User Friendly Setup Flows
If you want people to use your tool for data work, they will need to connect your tool to their data. You can build the most beautiful and performant tool in the world, but if people can’t connect it to their data, they will not use it.
There are two extremes when it comes to connecting data tools together. On one extreme there is dbt
, which takes the “configuration as code” approach, which targets the data-engineer persona.
On the other extreme, you have Fivetran, which provides graphical setup flows for people to connect their tools together, and holds their hand throughout the process.
Below is a screenshot of Fivetran’s Amazon RDS PostgreSQL setup flow. It is mostly the same as their stand-alone PostgreSQL flow, but it includes screenshots of each step that needs to be taken in AWS UI. This is the standard that we should be aiming to achieve for our setup flows.

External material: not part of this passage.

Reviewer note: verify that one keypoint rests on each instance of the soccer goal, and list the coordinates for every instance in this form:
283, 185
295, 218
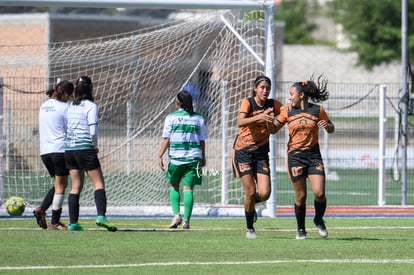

Why not just use Fivetran?
At Tably, we want to create an experience that is as reassuring as Fivetran’s import flows. We want to be able to connect as many people to their data as possible, as seamlessly as possible, and with as few surprises and as little technical jargon as possible.
We don’t just want to provide lowest-common-denominator connection to all data sources though. We want to serve the long-tail of people’s data needs, but there will be some sources of data that deserve special attention. When we build the most beautiful and performant tool in the world, we want to have beautiful and performant ways to connect people to their data.
This means we need to be able to develop even higher quality connectors than Fivetran. We are best placed to do this if we control setup flows that people use to connect to their data. This will give us the freedom to switch out the implementation with our own, even after things have been set up.
Serving the long tail
If we’re not using Fivetran, what are we using?
For some services that are critical to people’s success with our platform, we have our own in-house connectors.
To serve the long tail of disparate places where people’s data lives, we are standing on the shoulders of giants, and using Airbyte. Airbyte defines a unified API for connecting to various data sources, and connectors implemented for over a hundred different services. These are implemented as Docker containers, which makes them easy to sandbox. They are also open source, which makes them easily customizable.
What should our setup flows do?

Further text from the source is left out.